Entonces revisaron sus confusas ideas. El radiocontrol produjo una armónica que activó los motores del radiotelescopio. Este, barriendo radiofuentes se detuvo exactamente en NGC- 132 distante a 352 años luz, captando imágenes producidas hacía 704 años antes, en ese mismo lugar. Ocurrió que el punto entró en resonancia con él mismo hasta que el giro terrestre desplazó el paralaje del haz luminoso en ocho minutos. Pero para ello era necesario que, efectivamente, se hubiera estado allí 704 años atrás. Lo último no era creíble. Pero también podría haber ocurrido que el control hubiera activado un gigantesco amplificador de energía que se encontraba en el observatorio o próximo a él. En ese caso, podría haber elevado los microvoltios de las descargas cerebrales en una frecuencia de 16 ciclos por segundo de acuerdo a los efectos estroboscópicos observados. Es decir, el amplificador tendría capacidad para proyectar las imágenes con que trabajaba en ese momento un sistema nervioso cercano, por ejemplo el de quien pensaba en la foto de La Cazadora. Tales imágenes amplificadas podrían haber interferido al radiotelescopio. Sabemos que tal amplificador se ha activado haciendo una absorción iónica que ha terminado por desplazar capas de aire en ráfagas de viento. Por lo demás, la perturbación eléctrica que provoca su absorción ha roto la resistencia ohmica entre placas geológicas exponiéndolas a una mayor conductibilidad y provocando desplazamientos entre ellas; de allí los temblores de tierra. Pues bien, el amplificador se ha puesto en marcha pero es imposible que exista. El salto al pasado también es imposible y, además, inimaginable como hipótesis. Todo resulta en contradicción desde el principio al fin.

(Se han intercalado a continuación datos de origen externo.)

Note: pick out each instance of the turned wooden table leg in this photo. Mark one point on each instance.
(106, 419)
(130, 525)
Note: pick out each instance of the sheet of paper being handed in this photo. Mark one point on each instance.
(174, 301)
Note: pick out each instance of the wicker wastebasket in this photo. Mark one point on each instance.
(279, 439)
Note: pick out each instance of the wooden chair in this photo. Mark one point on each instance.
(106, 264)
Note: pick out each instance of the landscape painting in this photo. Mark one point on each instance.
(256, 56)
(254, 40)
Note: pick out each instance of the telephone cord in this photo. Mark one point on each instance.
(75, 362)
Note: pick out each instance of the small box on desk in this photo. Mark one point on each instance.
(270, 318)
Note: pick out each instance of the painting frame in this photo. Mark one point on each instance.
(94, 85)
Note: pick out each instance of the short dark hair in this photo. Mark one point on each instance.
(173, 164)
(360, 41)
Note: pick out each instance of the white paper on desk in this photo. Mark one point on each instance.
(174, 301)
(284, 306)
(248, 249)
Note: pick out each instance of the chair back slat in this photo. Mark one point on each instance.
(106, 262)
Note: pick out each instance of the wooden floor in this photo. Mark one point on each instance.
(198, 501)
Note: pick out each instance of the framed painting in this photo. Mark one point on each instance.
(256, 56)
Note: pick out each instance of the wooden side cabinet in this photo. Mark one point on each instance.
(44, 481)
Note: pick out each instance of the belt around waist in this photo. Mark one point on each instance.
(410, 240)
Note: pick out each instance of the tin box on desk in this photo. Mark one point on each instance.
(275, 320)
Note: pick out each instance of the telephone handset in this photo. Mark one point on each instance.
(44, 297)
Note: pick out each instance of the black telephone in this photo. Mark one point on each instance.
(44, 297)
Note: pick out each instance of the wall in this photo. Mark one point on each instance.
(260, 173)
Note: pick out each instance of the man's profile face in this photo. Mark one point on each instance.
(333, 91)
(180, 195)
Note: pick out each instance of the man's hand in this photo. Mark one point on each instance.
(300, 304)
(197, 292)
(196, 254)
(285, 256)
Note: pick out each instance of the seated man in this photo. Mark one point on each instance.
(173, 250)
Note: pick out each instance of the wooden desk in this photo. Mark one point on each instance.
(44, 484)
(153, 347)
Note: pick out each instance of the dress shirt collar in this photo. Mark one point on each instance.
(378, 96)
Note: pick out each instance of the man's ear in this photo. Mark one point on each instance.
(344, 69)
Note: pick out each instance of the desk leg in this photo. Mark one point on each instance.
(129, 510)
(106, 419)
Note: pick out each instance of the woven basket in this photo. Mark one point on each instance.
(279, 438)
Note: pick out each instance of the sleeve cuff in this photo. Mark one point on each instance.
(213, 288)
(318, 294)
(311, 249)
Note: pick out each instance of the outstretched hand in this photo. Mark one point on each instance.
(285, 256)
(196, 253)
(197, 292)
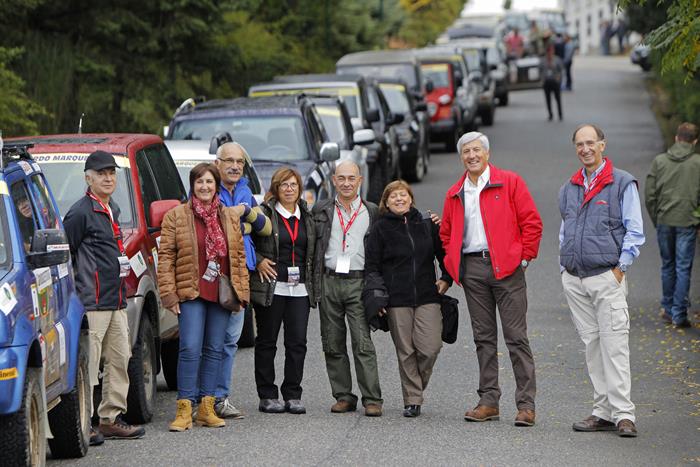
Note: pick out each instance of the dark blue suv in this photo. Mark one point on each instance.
(43, 330)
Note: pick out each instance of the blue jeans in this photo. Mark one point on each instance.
(233, 332)
(677, 248)
(202, 333)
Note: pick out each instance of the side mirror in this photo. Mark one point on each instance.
(330, 152)
(49, 248)
(157, 212)
(364, 137)
(373, 115)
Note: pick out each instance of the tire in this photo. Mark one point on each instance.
(247, 338)
(70, 419)
(141, 399)
(169, 351)
(22, 434)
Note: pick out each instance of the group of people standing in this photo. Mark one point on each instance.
(362, 263)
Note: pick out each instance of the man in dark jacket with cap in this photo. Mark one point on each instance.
(672, 194)
(101, 267)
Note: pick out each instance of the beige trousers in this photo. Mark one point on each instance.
(109, 339)
(417, 335)
(599, 310)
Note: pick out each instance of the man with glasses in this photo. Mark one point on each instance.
(235, 192)
(599, 238)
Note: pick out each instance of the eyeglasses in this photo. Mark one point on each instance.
(232, 161)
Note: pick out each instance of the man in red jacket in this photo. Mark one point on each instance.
(491, 230)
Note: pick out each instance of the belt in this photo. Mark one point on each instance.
(348, 275)
(481, 254)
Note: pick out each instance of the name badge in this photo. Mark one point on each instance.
(124, 266)
(293, 275)
(342, 266)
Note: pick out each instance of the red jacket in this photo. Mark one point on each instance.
(512, 224)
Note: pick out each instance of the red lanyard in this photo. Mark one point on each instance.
(293, 235)
(342, 222)
(115, 227)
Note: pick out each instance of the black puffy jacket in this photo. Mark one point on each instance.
(403, 249)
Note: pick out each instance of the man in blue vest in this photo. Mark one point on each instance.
(599, 238)
(234, 191)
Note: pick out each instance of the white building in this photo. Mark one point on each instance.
(586, 18)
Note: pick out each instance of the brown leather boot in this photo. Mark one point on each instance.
(183, 417)
(481, 413)
(525, 417)
(206, 415)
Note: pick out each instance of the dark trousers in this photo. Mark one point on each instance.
(552, 87)
(294, 313)
(484, 292)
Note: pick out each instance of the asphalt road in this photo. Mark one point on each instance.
(666, 385)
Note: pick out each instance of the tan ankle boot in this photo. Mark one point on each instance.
(183, 418)
(206, 415)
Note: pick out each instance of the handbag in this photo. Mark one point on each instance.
(227, 296)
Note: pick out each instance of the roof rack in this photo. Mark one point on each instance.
(15, 152)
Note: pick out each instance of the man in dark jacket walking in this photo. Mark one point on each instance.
(101, 267)
(342, 225)
(672, 194)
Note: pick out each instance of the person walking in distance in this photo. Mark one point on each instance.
(599, 238)
(101, 267)
(342, 226)
(491, 231)
(672, 194)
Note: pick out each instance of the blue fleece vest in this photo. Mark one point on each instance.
(593, 233)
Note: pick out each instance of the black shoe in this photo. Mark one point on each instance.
(96, 438)
(271, 406)
(295, 406)
(411, 411)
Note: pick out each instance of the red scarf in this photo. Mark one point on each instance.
(214, 242)
(596, 185)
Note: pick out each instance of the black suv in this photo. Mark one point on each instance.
(367, 108)
(276, 131)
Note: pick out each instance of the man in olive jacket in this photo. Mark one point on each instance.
(672, 194)
(342, 225)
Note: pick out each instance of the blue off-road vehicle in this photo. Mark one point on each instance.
(44, 392)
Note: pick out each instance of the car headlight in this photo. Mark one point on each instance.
(444, 99)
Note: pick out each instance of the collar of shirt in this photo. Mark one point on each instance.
(481, 182)
(586, 180)
(286, 214)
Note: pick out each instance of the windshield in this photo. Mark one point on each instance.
(65, 175)
(333, 122)
(278, 138)
(396, 97)
(438, 74)
(405, 71)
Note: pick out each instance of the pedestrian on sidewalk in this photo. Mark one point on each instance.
(599, 238)
(234, 191)
(342, 227)
(101, 268)
(401, 252)
(672, 194)
(491, 231)
(552, 69)
(200, 241)
(282, 292)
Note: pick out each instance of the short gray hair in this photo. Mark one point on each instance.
(471, 136)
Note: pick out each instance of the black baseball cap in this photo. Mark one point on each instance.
(99, 160)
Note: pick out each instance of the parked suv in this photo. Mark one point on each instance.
(43, 331)
(277, 131)
(148, 185)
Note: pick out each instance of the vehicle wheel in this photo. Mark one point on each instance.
(142, 379)
(70, 419)
(247, 338)
(169, 351)
(22, 434)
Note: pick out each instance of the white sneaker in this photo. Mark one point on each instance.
(225, 409)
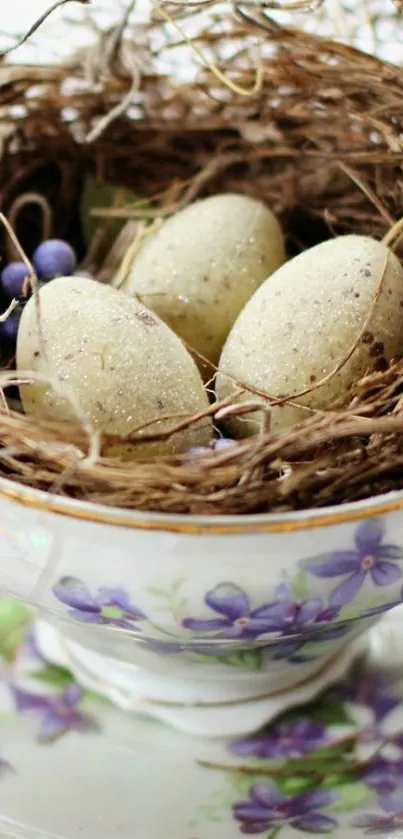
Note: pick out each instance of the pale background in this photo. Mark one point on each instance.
(346, 15)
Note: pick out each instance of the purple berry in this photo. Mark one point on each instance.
(54, 258)
(9, 327)
(13, 277)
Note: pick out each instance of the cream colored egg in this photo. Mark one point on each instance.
(302, 322)
(122, 363)
(202, 266)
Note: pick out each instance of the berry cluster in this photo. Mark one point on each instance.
(52, 258)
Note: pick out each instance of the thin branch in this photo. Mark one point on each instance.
(35, 26)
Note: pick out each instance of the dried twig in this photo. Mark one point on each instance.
(35, 26)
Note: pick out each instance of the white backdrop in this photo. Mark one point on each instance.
(17, 15)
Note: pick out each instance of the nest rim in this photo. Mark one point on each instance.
(377, 161)
(199, 524)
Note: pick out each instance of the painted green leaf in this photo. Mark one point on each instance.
(252, 659)
(323, 711)
(14, 619)
(157, 592)
(293, 784)
(53, 675)
(351, 796)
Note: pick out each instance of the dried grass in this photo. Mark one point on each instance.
(316, 133)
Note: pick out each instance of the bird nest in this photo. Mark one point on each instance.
(178, 108)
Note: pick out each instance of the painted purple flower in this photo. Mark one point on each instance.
(391, 820)
(382, 775)
(110, 606)
(59, 713)
(371, 558)
(375, 713)
(266, 808)
(286, 740)
(284, 617)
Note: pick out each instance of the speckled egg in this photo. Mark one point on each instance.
(123, 364)
(302, 323)
(202, 266)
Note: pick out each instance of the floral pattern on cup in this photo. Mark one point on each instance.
(288, 625)
(58, 713)
(285, 626)
(266, 808)
(309, 767)
(108, 606)
(334, 764)
(372, 557)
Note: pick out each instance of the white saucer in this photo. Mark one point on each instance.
(336, 764)
(224, 720)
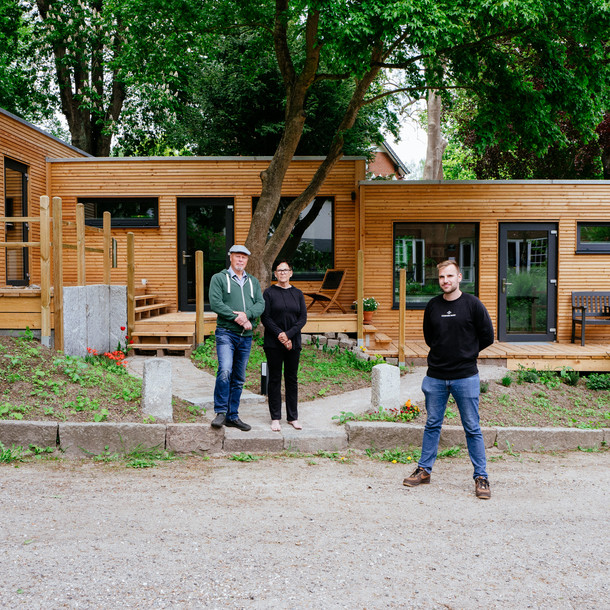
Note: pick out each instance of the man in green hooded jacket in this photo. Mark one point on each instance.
(236, 297)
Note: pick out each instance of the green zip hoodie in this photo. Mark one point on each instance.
(227, 296)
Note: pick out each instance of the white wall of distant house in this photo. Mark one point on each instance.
(412, 146)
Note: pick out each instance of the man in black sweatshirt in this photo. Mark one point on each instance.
(456, 328)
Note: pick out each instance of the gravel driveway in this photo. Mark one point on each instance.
(306, 533)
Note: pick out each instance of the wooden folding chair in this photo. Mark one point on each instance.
(329, 290)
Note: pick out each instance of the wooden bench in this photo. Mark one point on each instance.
(588, 309)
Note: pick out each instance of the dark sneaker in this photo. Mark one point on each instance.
(481, 488)
(419, 477)
(219, 420)
(237, 423)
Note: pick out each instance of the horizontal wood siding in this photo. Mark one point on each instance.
(168, 179)
(20, 142)
(489, 205)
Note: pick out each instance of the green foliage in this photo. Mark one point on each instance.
(569, 376)
(407, 412)
(395, 456)
(506, 380)
(244, 457)
(598, 381)
(16, 453)
(527, 375)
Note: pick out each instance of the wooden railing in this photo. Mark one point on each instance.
(54, 240)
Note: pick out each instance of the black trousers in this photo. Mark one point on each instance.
(289, 359)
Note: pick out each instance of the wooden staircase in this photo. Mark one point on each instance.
(156, 331)
(146, 306)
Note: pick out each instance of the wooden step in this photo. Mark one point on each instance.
(141, 308)
(150, 326)
(163, 333)
(147, 311)
(146, 299)
(162, 348)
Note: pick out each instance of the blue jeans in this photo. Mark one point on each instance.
(232, 351)
(466, 394)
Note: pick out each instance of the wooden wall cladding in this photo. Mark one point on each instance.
(489, 204)
(168, 179)
(22, 142)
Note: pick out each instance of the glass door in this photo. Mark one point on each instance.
(16, 205)
(528, 285)
(207, 225)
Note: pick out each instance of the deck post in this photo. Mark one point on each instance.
(107, 247)
(402, 288)
(131, 314)
(360, 296)
(81, 274)
(199, 313)
(45, 273)
(58, 274)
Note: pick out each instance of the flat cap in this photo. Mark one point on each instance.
(236, 248)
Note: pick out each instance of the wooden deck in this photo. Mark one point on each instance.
(591, 357)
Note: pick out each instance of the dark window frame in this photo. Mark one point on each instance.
(117, 222)
(396, 277)
(591, 247)
(313, 275)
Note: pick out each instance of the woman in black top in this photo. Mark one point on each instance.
(284, 316)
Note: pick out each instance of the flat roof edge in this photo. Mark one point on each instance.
(42, 131)
(140, 159)
(465, 182)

Tlapán aumentaba su luminosidad a medida que se acercaba el amanecer, y cuando el planeta Venus emergió en el horizonte se empezó a escuchar un bramido que fue creciendo hasta hacerse insoportable. Las torres de alta tensión se bambolearon y muchas fueron arrancadas de sus bases. Pedro y Shoko se apretujaron en el suelo mientras comenzaron a sentir un fuerte terremoto. Tlapán liberaba relámpagos cada vez más intensos hasta que, de pronto, su cúspide voló como si hubiera sido dinamitada… El observatorio había desaparecido y pronto el monte se resquebrajó como la cáscara de un huevo. Enormes fragmentos cayeron a su alrededor y luego se hizo el silencio.
Una gigantesca masa metálica comenzó a ascender lentamente desde lo que había sido el monte. Fulgurando en llamaradas de color cambiante subió cada vez más hasta presentarse como un disco enorme. Luego empezó a desplazarse hacia los aterrorizados observadores. Durante un tiempo se detuvo sobre ellos y éstos vieron en la nave el símbolo de Quetzalcoatl. Por fin, el disco partió abruptamente alejándose en dirección al lucero del alba. Entonces, la memoria profunda de Shoko quedó liberada y comprendió que La Cazadora se había desprendido para siempre de su encierro en la piedra.